In dem Zusammenhang bekommen wir Anweisung in Lukas 21,36: Wacht nun und betet zu aller Zeit, dass ihr imstande seid, diesem allem, was geschehen soll, zu entfliehen und vor dem Sohn des Menschen zu stehen!


Es sagte mal ein Prediger: es ist nicht möglich die Frucht vor Fäulnis zu bewahren, doch Du kannst den Prozess verlangsamen in dem Du sie in den Kühlschrank legst.

Ich glaube, dass unsere Gebete die Fäulnis der Welt verlangsamen können, damit in der Zwischenzeit noch mehr Menschen gerettet werden können und es zu mindestens einigermaßen erträglich ist, solange das hier noch so „seinen Lauf“ macht.


Denn wo zwei oder drei versammelt sind in meinem Namen (Jesus), da bin ich in ihrer Mitte. Matth.18,20 (nun versammeln wir uns halt auch hier im Internet und beten so gemeinsam)


Wie könnte einer Tausend jagen und zwei Zehntausend in die Flucht schlagen, … (5.Mose 32,30-33) Wow, der Vers passt in die Zeit. Ich möchte Euch nun versammeln zum Gebet, denn schon „zwei“, also nur „einer-mehr“, bewirkt 9x mehr Kraft (nach der Logik wie in dem Vers und er stammt von Gott „himself“).
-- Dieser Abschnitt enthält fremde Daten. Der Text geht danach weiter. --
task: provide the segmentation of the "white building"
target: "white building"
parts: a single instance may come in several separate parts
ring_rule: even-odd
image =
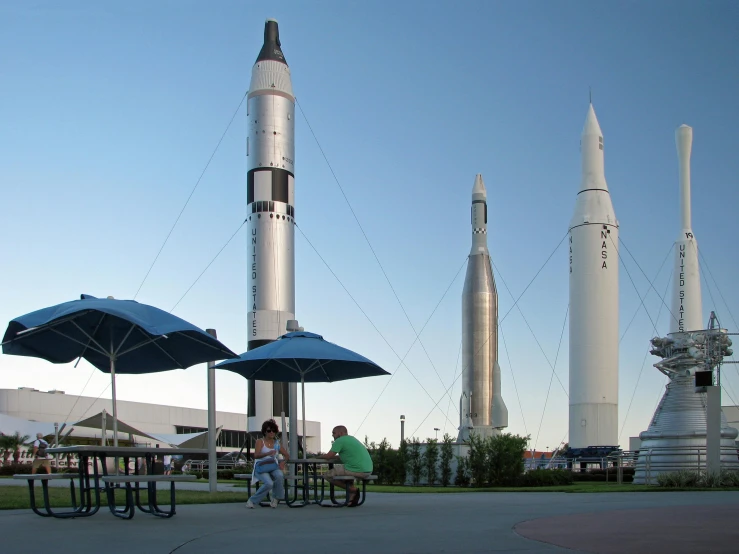
[[[208,430],[208,410],[183,408],[180,406],[163,406],[118,400],[118,419],[130,426],[152,435],[171,435],[197,433]],[[0,389],[0,414],[30,421],[48,422],[51,425],[67,424],[64,432],[72,424],[106,410],[112,412],[108,398],[91,396],[74,396],[64,391],[43,392],[37,389],[21,387],[18,389]],[[287,424],[287,418],[286,424]],[[218,437],[218,451],[231,452],[239,450],[246,444],[246,414],[233,412],[216,412],[216,425],[222,427]],[[277,422],[282,429],[282,423]],[[111,425],[112,426],[112,425]],[[298,420],[298,431],[302,432],[302,420]],[[289,429],[288,429],[289,430]],[[12,434],[15,429],[0,429],[0,432]],[[307,449],[319,452],[321,449],[321,424],[317,421],[306,421]],[[109,430],[109,436],[112,431]],[[75,428],[71,437],[101,439],[99,429]],[[119,440],[127,440],[127,434],[119,433]],[[151,439],[136,438],[137,441],[149,442]],[[249,443],[253,446],[254,441]]]

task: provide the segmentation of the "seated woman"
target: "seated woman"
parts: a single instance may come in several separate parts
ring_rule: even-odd
[[[246,502],[247,508],[254,508],[271,490],[274,492],[269,505],[273,508],[277,508],[280,499],[285,498],[285,476],[282,470],[285,469],[285,462],[290,454],[277,440],[278,432],[279,429],[274,419],[269,419],[262,424],[264,438],[257,439],[257,444],[254,446],[254,471],[251,478],[253,485],[256,486],[261,481],[262,486]],[[278,453],[283,456],[279,462],[277,461]]]

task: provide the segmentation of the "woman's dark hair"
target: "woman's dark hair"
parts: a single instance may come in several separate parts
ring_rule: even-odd
[[[268,419],[262,423],[262,435],[267,435],[267,432],[274,429],[275,433],[280,432],[280,428],[277,427],[277,422],[274,419]]]

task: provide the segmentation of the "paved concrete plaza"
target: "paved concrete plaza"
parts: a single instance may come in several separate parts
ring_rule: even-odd
[[[739,492],[375,493],[358,508],[188,505],[169,520],[0,511],[0,531],[13,553],[735,552],[737,516]]]

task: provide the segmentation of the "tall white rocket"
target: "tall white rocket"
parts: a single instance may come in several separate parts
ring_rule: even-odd
[[[268,19],[246,99],[248,350],[295,319],[295,97],[281,46]],[[282,411],[293,424],[296,408],[295,383],[249,381],[249,430]]]
[[[618,444],[618,221],[593,105],[580,140],[582,180],[570,222],[571,448]]]
[[[670,333],[703,329],[698,242],[690,221],[690,154],[693,129],[680,125],[675,131],[680,170],[680,235],[675,241]]]

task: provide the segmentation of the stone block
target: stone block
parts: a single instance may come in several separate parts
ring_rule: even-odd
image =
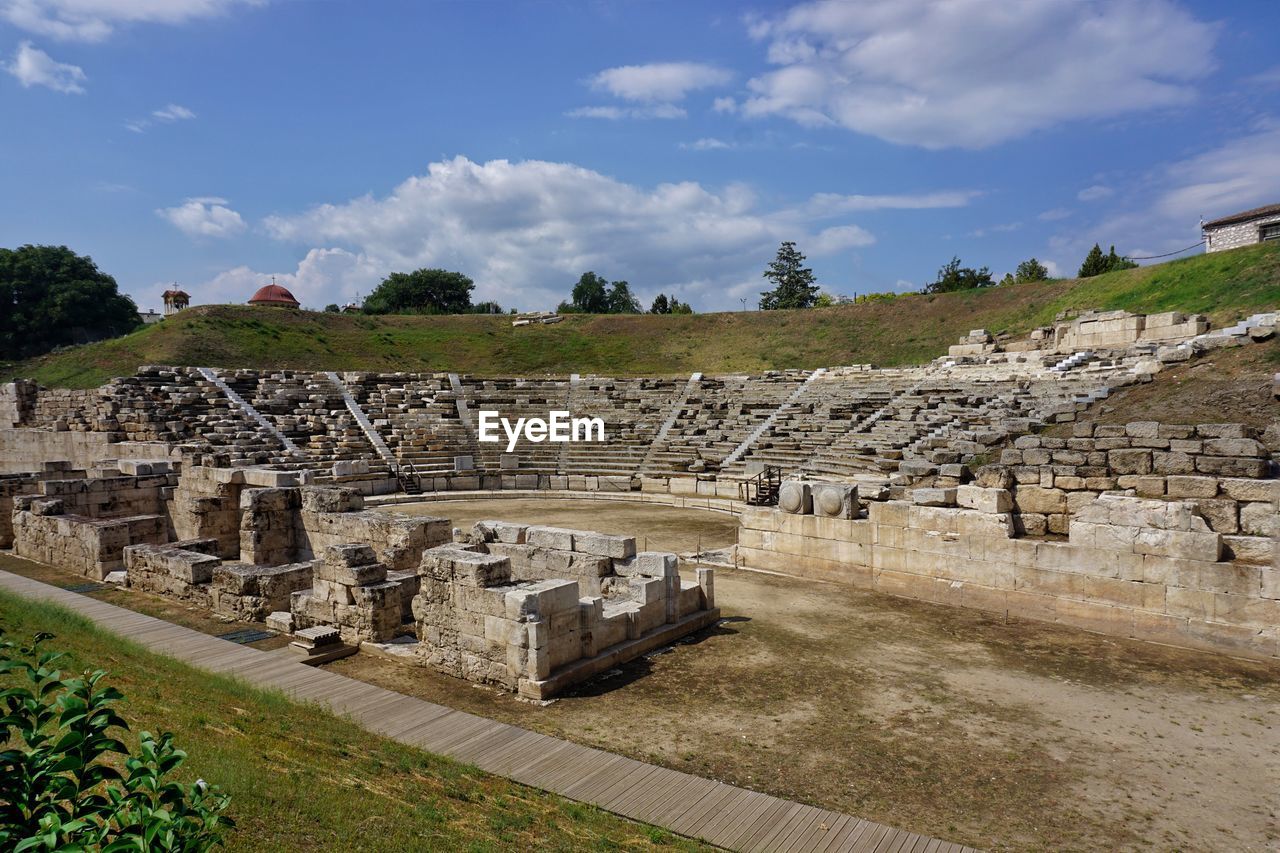
[[[1165,479],[1165,494],[1171,498],[1212,498],[1218,494],[1218,478],[1204,476],[1167,477]]]
[[[1020,512],[1048,515],[1051,513],[1065,513],[1067,510],[1067,493],[1061,489],[1020,485],[1014,492],[1014,501]]]
[[[532,526],[525,530],[525,542],[535,548],[555,548],[560,551],[572,551],[576,532],[563,527]]]
[[[918,506],[955,506],[956,489],[913,489],[911,491],[911,501]]]
[[[662,551],[641,551],[634,557],[613,561],[613,570],[623,577],[675,577],[679,569],[679,557]]]
[[[1152,471],[1151,451],[1140,449],[1111,450],[1107,453],[1107,464],[1117,474],[1150,474]]]
[[[1010,512],[1013,510],[1013,495],[1007,489],[960,486],[956,489],[956,503],[979,512]]]
[[[1280,513],[1275,504],[1240,504],[1240,531],[1251,536],[1280,538]]]
[[[810,490],[813,514],[823,518],[856,518],[861,509],[852,483],[815,483]]]
[[[612,536],[606,533],[575,530],[573,550],[580,554],[626,559],[635,556],[636,540],[634,536]]]
[[[1204,452],[1210,456],[1244,456],[1265,458],[1267,448],[1252,438],[1213,438],[1204,443]]]
[[[800,480],[784,480],[778,490],[778,508],[792,515],[812,513],[813,494],[810,484]]]

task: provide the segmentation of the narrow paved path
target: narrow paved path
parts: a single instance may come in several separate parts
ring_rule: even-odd
[[[304,666],[278,650],[219,640],[10,572],[0,571],[0,589],[55,602],[158,654],[281,690],[400,743],[720,847],[777,853],[968,849],[455,711]]]

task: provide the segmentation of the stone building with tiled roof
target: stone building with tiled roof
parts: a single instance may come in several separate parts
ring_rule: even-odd
[[[1206,222],[1200,227],[1204,232],[1206,252],[1222,252],[1268,240],[1280,240],[1280,204],[1242,210]]]

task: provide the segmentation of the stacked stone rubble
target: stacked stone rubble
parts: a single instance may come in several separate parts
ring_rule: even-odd
[[[294,625],[337,628],[343,640],[385,642],[404,631],[400,584],[368,545],[330,545],[313,563],[310,589],[296,592]]]

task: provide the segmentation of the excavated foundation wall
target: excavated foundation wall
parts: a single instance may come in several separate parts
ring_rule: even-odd
[[[1194,505],[1111,494],[1079,509],[1067,541],[1019,539],[1007,502],[985,503],[1005,511],[884,501],[869,503],[866,518],[842,519],[748,508],[738,557],[939,604],[1280,658],[1274,539],[1266,564],[1230,562],[1223,535]]]

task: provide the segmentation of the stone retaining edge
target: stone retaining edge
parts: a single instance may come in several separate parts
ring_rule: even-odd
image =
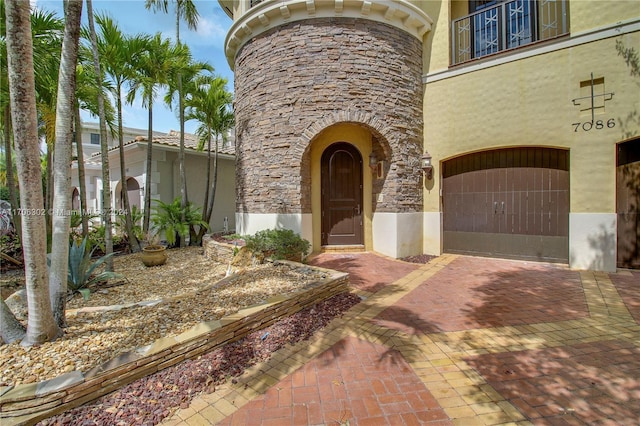
[[[300,266],[295,262],[279,262]],[[267,327],[280,318],[348,290],[347,273],[308,265],[304,267],[326,272],[328,277],[297,293],[275,296],[219,320],[196,324],[177,336],[158,339],[85,373],[72,371],[43,382],[2,389],[1,423],[3,426],[35,424],[144,376],[240,340],[256,329]]]

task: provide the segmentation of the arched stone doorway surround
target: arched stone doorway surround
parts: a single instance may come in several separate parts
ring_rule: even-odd
[[[347,142],[353,145],[362,156],[364,249],[367,251],[375,250],[374,213],[378,211],[378,207],[381,211],[385,210],[383,205],[385,203],[378,203],[378,195],[383,194],[382,200],[384,200],[385,181],[389,177],[392,158],[389,142],[381,133],[384,131],[388,131],[388,129],[382,126],[382,121],[379,118],[364,111],[348,110],[328,115],[322,120],[314,122],[303,132],[303,144],[307,146],[307,149],[302,154],[300,165],[302,172],[300,195],[301,204],[308,206],[307,208],[310,210],[313,251],[322,249],[322,154],[337,142]],[[369,167],[369,156],[372,152],[383,165],[383,173],[380,178]],[[387,199],[391,201],[392,197],[389,195]],[[392,210],[392,207],[388,206],[386,210]],[[380,235],[380,237],[383,236]],[[386,237],[390,238],[391,236],[387,235]],[[382,246],[379,246],[378,249],[382,249]]]

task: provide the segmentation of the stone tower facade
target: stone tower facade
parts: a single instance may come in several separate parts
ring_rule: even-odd
[[[227,38],[238,231],[292,228],[320,249],[330,230],[320,219],[319,163],[328,146],[346,142],[364,165],[361,245],[396,257],[421,253],[428,17],[404,1],[264,1],[238,13]],[[415,237],[399,241],[403,234]]]

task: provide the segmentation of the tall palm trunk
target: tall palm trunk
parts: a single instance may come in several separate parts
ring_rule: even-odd
[[[120,182],[122,184],[122,208],[124,209],[125,232],[129,239],[129,248],[131,252],[138,253],[140,251],[140,243],[133,233],[133,222],[131,221],[131,206],[129,205],[129,189],[127,188],[127,170],[124,162],[124,140],[122,136],[122,98],[120,96],[120,86],[118,85],[118,153],[120,154]]]
[[[44,207],[38,146],[33,41],[29,3],[5,2],[9,93],[16,148],[20,204],[25,212],[41,212]],[[42,214],[27,214],[22,223],[28,322],[23,346],[53,340],[60,329],[49,301],[46,260],[46,223]],[[65,244],[66,246],[66,244]]]
[[[75,111],[76,152],[78,156],[78,187],[80,193],[80,219],[82,220],[82,236],[89,234],[89,217],[87,208],[87,185],[84,173],[84,152],[82,148],[82,120],[80,119],[80,105],[76,103]]]
[[[147,127],[147,166],[144,178],[144,219],[142,223],[142,230],[145,234],[149,232],[149,220],[151,217],[151,168],[153,165],[153,94],[149,96],[149,126]]]
[[[209,223],[211,221],[211,215],[213,214],[213,204],[216,198],[216,183],[218,180],[218,135],[216,135],[215,155],[213,157],[213,183],[211,182],[211,129],[208,129],[209,139],[207,140],[207,186],[204,192],[204,202],[202,204],[202,221]],[[196,241],[202,244],[202,237],[204,237],[207,228],[201,226],[196,236]]]
[[[179,42],[178,42],[179,43]],[[185,211],[189,203],[187,196],[187,171],[184,165],[184,93],[182,91],[182,74],[178,74],[178,108],[180,108],[180,149],[178,150],[178,163],[180,164],[180,207],[182,210],[181,220],[184,222]],[[192,230],[189,230],[191,234]],[[180,247],[185,246],[185,239],[180,239]]]
[[[176,5],[176,44],[180,45],[180,7]],[[178,108],[180,109],[180,149],[178,150],[178,163],[180,165],[180,207],[182,214],[180,219],[186,220],[185,212],[189,204],[187,195],[187,170],[184,165],[184,91],[182,88],[182,74],[178,73]],[[192,235],[193,227],[189,227],[189,235]],[[180,247],[185,246],[185,239],[180,238]]]
[[[9,105],[4,109],[4,153],[5,163],[7,167],[7,186],[9,187],[9,203],[11,203],[11,209],[14,212],[18,211],[20,205],[18,204],[18,194],[16,194],[16,178],[13,175],[13,160],[12,154],[13,144],[11,143],[11,108]],[[22,219],[19,214],[13,215],[13,226],[16,228],[16,235],[20,238],[22,235]]]
[[[93,53],[93,68],[96,73],[98,87],[102,87],[102,71],[98,56],[98,40],[93,23],[92,0],[87,0],[87,17],[89,33],[91,35],[91,50]],[[109,145],[107,143],[107,120],[105,118],[104,96],[98,91],[98,115],[100,116],[100,159],[102,160],[102,220],[104,223],[105,254],[113,253],[113,229],[111,220],[111,181],[109,178]],[[105,262],[105,269],[113,271],[113,256]]]
[[[56,97],[56,144],[54,154],[51,266],[49,289],[53,316],[59,327],[66,326],[67,270],[69,265],[69,223],[71,221],[71,144],[75,111],[76,64],[82,2],[65,2],[64,38],[58,72]]]
[[[45,137],[46,138],[46,137]],[[51,234],[51,204],[53,202],[53,154],[55,145],[51,141],[47,141],[47,167],[45,169],[45,187],[44,187],[44,210],[45,221],[47,224],[47,238]],[[47,239],[47,251],[51,251],[51,239]]]

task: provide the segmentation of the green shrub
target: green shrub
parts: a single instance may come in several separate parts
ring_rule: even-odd
[[[309,241],[290,229],[265,229],[244,240],[248,250],[271,259],[301,260],[310,248]]]
[[[104,225],[92,225],[91,229],[89,229],[89,234],[87,235],[89,246],[94,249],[100,249],[102,253],[107,251],[105,234],[107,229]],[[113,243],[113,247],[117,247],[122,242],[122,237],[117,234],[111,235],[111,241]]]
[[[202,220],[200,209],[194,207],[192,203],[187,203],[185,206],[183,221],[181,204],[180,197],[171,203],[156,200],[156,207],[154,208],[154,213],[151,215],[151,220],[157,232],[164,232],[164,237],[170,247],[180,245],[180,239],[187,238],[191,225],[203,226],[205,228],[209,226]]]

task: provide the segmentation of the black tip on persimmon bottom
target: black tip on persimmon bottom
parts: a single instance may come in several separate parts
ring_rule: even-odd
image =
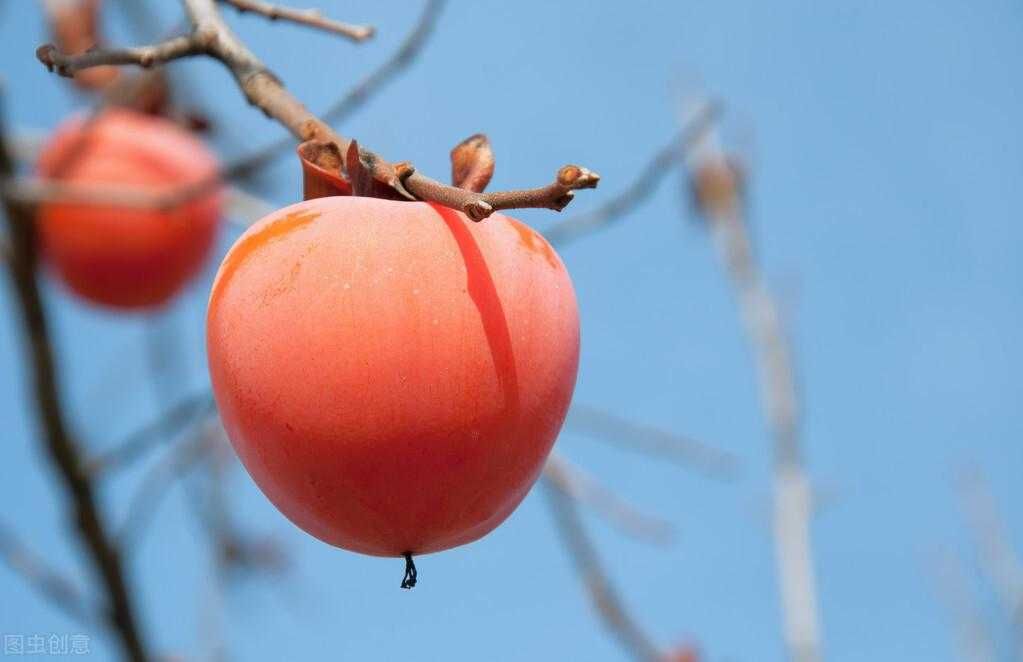
[[[412,561],[412,552],[402,554],[405,557],[405,578],[401,580],[402,588],[412,588],[416,585],[416,564]]]

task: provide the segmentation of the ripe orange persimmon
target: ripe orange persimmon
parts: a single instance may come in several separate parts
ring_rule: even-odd
[[[523,499],[571,399],[579,320],[561,260],[514,219],[329,197],[238,240],[207,345],[267,497],[330,544],[402,556],[472,542]]]
[[[109,110],[61,125],[39,157],[41,177],[98,191],[153,194],[209,181],[213,154],[172,122]],[[215,187],[214,187],[215,188]],[[218,190],[170,208],[82,201],[39,209],[43,253],[72,291],[107,306],[167,301],[202,267],[220,218]]]

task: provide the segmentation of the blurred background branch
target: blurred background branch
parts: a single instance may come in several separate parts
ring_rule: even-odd
[[[668,460],[711,478],[734,479],[741,468],[739,458],[731,453],[578,402],[569,409],[565,426],[579,434],[643,453],[654,459]]]
[[[641,512],[556,451],[547,458],[543,475],[563,494],[589,506],[626,535],[655,545],[667,545],[674,537],[670,522]]]
[[[586,533],[576,500],[555,480],[545,477],[542,485],[554,514],[555,529],[604,627],[633,660],[660,662],[660,650],[630,614],[612,585],[597,548]]]
[[[708,102],[701,106],[682,131],[639,170],[625,190],[592,211],[554,223],[544,231],[547,241],[554,246],[564,246],[621,220],[645,202],[676,166],[685,162],[689,150],[710,130],[720,112],[721,108],[716,103]]]
[[[15,174],[14,160],[5,139],[6,132],[6,123],[0,121],[0,177],[4,182]],[[97,504],[95,486],[85,469],[79,444],[72,437],[65,420],[57,388],[57,368],[49,326],[36,280],[38,254],[34,213],[31,207],[6,196],[4,210],[14,249],[12,258],[6,264],[20,306],[25,363],[31,366],[36,413],[43,429],[43,445],[69,497],[69,516],[75,523],[77,538],[88,552],[93,569],[104,586],[107,624],[119,639],[126,658],[146,660],[149,653],[139,630],[134,599],[128,589],[120,552]]]
[[[376,32],[368,25],[352,25],[327,18],[317,9],[294,9],[261,0],[220,0],[220,2],[231,5],[241,13],[252,12],[271,21],[290,21],[306,27],[332,32],[354,41],[369,39]]]
[[[823,653],[810,540],[813,503],[803,467],[799,394],[791,351],[778,305],[753,255],[745,218],[744,173],[720,148],[715,133],[700,138],[689,153],[691,191],[735,290],[773,438],[772,529],[785,643],[792,662],[819,662]]]
[[[1023,564],[1009,542],[1005,521],[980,469],[963,469],[957,483],[980,567],[1010,624],[1012,655],[1023,660]]]
[[[81,623],[95,624],[98,613],[85,603],[75,584],[22,544],[11,527],[3,522],[0,522],[0,557],[54,607]]]

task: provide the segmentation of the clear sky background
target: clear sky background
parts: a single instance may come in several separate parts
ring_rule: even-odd
[[[110,5],[109,32],[131,40]],[[177,3],[160,5],[167,26]],[[311,4],[306,2],[305,4]],[[317,0],[373,23],[354,46],[227,12],[300,97],[322,108],[382,61],[418,2]],[[47,40],[35,3],[0,5],[7,114],[57,123],[80,100],[34,57]],[[726,106],[725,134],[752,163],[759,255],[788,311],[805,398],[809,470],[826,502],[814,521],[829,660],[958,659],[935,578],[961,556],[983,615],[1007,624],[976,572],[954,488],[978,466],[1023,549],[1023,7],[1017,2],[451,2],[418,62],[343,129],[395,160],[447,172],[477,131],[497,154],[494,188],[546,182],[563,163],[603,175],[570,208],[627,185],[677,130],[680,90]],[[211,62],[175,64],[196,104],[215,108],[223,153],[283,131],[249,108]],[[285,158],[265,178],[281,205],[299,194]],[[551,212],[523,212],[541,229]],[[232,238],[225,232],[221,253]],[[739,455],[729,484],[565,433],[558,448],[621,494],[675,523],[668,549],[588,518],[614,580],[665,645],[695,640],[711,660],[783,659],[766,516],[770,444],[752,357],[707,234],[678,178],[613,229],[563,251],[582,311],[576,400],[693,435]],[[214,265],[210,266],[213,269]],[[210,273],[156,319],[87,307],[48,281],[47,306],[72,421],[95,449],[160,408],[148,381],[154,328],[178,339],[176,395],[206,383]],[[2,518],[62,571],[87,579],[36,442],[10,284],[0,285]],[[154,458],[157,459],[159,454]],[[143,473],[104,492],[120,521]],[[542,494],[484,540],[419,562],[357,556],[299,532],[237,466],[232,506],[277,536],[293,564],[242,580],[222,623],[239,660],[616,660],[559,545]],[[204,538],[178,488],[129,559],[160,650],[203,650],[214,619]],[[0,569],[0,631],[83,632]],[[93,633],[101,659],[115,650]]]

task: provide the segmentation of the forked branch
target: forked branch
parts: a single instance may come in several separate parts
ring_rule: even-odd
[[[316,9],[295,9],[283,5],[275,5],[261,0],[220,0],[224,4],[231,5],[240,12],[252,12],[259,14],[271,21],[282,20],[305,25],[317,30],[325,30],[334,34],[348,37],[354,41],[365,41],[376,33],[376,29],[369,25],[352,25],[327,18]]]
[[[216,0],[183,0],[192,25],[190,34],[156,46],[131,49],[99,49],[82,55],[61,53],[46,45],[37,54],[51,70],[74,75],[90,67],[110,64],[152,66],[180,57],[206,55],[223,63],[250,104],[284,125],[301,142],[333,143],[337,154],[347,154],[352,140],[334,131],[292,95],[263,62],[227,26]],[[323,150],[323,153],[327,153]],[[480,221],[500,209],[546,208],[560,211],[572,201],[574,191],[594,188],[600,177],[581,166],[567,165],[547,186],[516,191],[477,193],[442,184],[405,163],[395,165],[359,147],[358,161],[370,176],[391,189],[392,197],[425,200],[458,209]],[[328,167],[327,164],[318,164]]]
[[[376,69],[366,74],[365,77],[345,92],[340,99],[331,104],[327,110],[320,114],[320,118],[332,125],[346,119],[372,97],[375,92],[382,89],[398,73],[414,62],[416,55],[426,44],[427,38],[433,33],[433,28],[437,24],[437,19],[443,7],[444,0],[427,0],[415,25],[402,40],[397,50]],[[244,177],[289,151],[293,142],[290,137],[275,140],[269,145],[236,160],[227,167],[227,174]]]
[[[720,107],[717,104],[704,104],[682,132],[653,155],[625,190],[593,211],[559,221],[547,228],[544,236],[549,242],[560,247],[620,220],[650,197],[657,190],[661,180],[685,161],[689,150],[713,126],[719,113]]]
[[[596,545],[583,526],[575,499],[555,481],[543,479],[554,523],[604,626],[636,662],[660,662],[660,651],[629,613],[611,584]]]
[[[0,559],[55,607],[85,625],[95,625],[96,612],[75,585],[18,540],[0,523]]]
[[[641,512],[557,452],[547,458],[543,476],[623,533],[655,545],[670,544],[674,538],[670,522]]]
[[[3,136],[3,127],[0,126],[0,177],[8,178],[14,173],[14,165]],[[65,420],[57,387],[57,369],[49,325],[36,282],[38,254],[32,210],[8,198],[4,198],[3,203],[13,247],[7,269],[21,311],[25,332],[25,361],[32,367],[32,388],[42,427],[43,447],[67,491],[70,503],[68,514],[74,522],[78,539],[88,553],[106,592],[107,623],[118,637],[126,658],[146,660],[149,655],[138,627],[134,600],[128,591],[120,553],[107,530],[95,486],[85,471],[81,448]]]
[[[800,439],[795,368],[781,313],[752,250],[742,171],[720,148],[716,135],[704,138],[704,149],[690,164],[692,192],[735,291],[773,441],[772,531],[785,643],[792,662],[820,662],[821,626],[810,537],[813,504]]]

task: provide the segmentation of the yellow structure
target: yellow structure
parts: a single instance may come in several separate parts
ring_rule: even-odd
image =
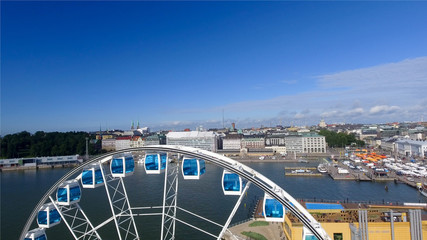
[[[357,239],[359,232],[359,206],[356,204],[341,204],[344,209],[316,209],[308,211],[322,225],[323,229],[333,240]],[[349,206],[346,206],[349,205]],[[348,208],[351,207],[351,208]],[[392,223],[389,208],[372,208],[361,206],[360,210],[367,212],[367,233],[369,240],[392,240]],[[391,207],[392,208],[392,207]],[[411,223],[408,211],[417,207],[402,207],[392,209],[394,240],[411,240]],[[427,220],[421,221],[422,239],[427,239]],[[283,231],[287,240],[303,240],[303,224],[291,213],[287,213],[283,222]],[[362,238],[360,238],[362,239]]]

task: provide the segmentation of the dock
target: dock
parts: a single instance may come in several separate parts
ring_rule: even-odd
[[[292,173],[285,172],[285,176],[293,176],[293,177],[322,177],[321,173]]]
[[[304,170],[316,170],[315,167],[285,167],[285,170],[297,170],[297,169],[304,169]]]

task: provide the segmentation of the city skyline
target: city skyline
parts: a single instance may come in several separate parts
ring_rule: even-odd
[[[420,121],[427,2],[4,2],[1,135]]]

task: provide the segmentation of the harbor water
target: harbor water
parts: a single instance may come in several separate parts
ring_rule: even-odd
[[[317,163],[313,163],[316,166]],[[316,201],[363,201],[377,203],[427,202],[415,188],[394,182],[334,181],[329,176],[285,177],[285,166],[310,166],[310,164],[248,163],[246,164],[280,185],[294,198]],[[44,193],[71,169],[41,169],[2,172],[1,175],[1,239],[18,239],[31,211]],[[178,206],[212,221],[224,224],[237,196],[224,196],[221,188],[222,169],[206,165],[206,173],[200,180],[184,180],[179,177]],[[132,207],[162,205],[164,175],[147,175],[143,165],[135,165],[135,174],[125,178],[125,186]],[[388,191],[385,190],[387,186]],[[252,185],[232,223],[248,219],[256,200],[263,192]],[[111,217],[104,187],[83,189],[80,205],[94,225]],[[221,228],[200,222],[189,214],[179,211],[178,218],[190,222],[213,234]],[[157,239],[160,235],[160,216],[136,217],[140,237]],[[34,224],[33,227],[36,227]],[[61,223],[46,231],[49,239],[72,239]],[[99,231],[105,239],[115,239],[113,223]],[[177,239],[209,239],[182,223],[177,223]]]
Denkt nicht an das, was früher war, achtet nicht auf das Vergangene! Seht, ich wirke Neues! Es wächst schon auf. Merkt ihr es nicht? Ich bahne einen Weg durch die Wüste, lege Ströme in der Einöde an.
Jesaja 43, 18-19


Empfehlung: bete täglich, am Besten laut wenn Du mit Gott in der Stille bist,

lasse Dich vom Heiligen Geist inspirieren und leiten,

und lasse es „zur Tagesordnung“ werden.


Dieses ist eine private Initiative eines „kleinen“ Christen, der seine „Glaubensfamilie“ animieren möchte (überkonfessionell) –mit zu beten (Gottes Wort einfach nur im Glauben auszusprechen, zu proklamieren) Also eigentlich Gott nur beim Wort zu nehmen, das nennt man doch Glauben, oder? Glaubst Du? Ich meine so richtig? Das wünsche ich Dir, und darum schreibe ich es auch hier, nimm es persönlich für Dich an, denn Gott liebt auch Dich! Und vielleicht ließ er mich das hier so nun schreiben, genau wegen Dir, der DU es nun liest!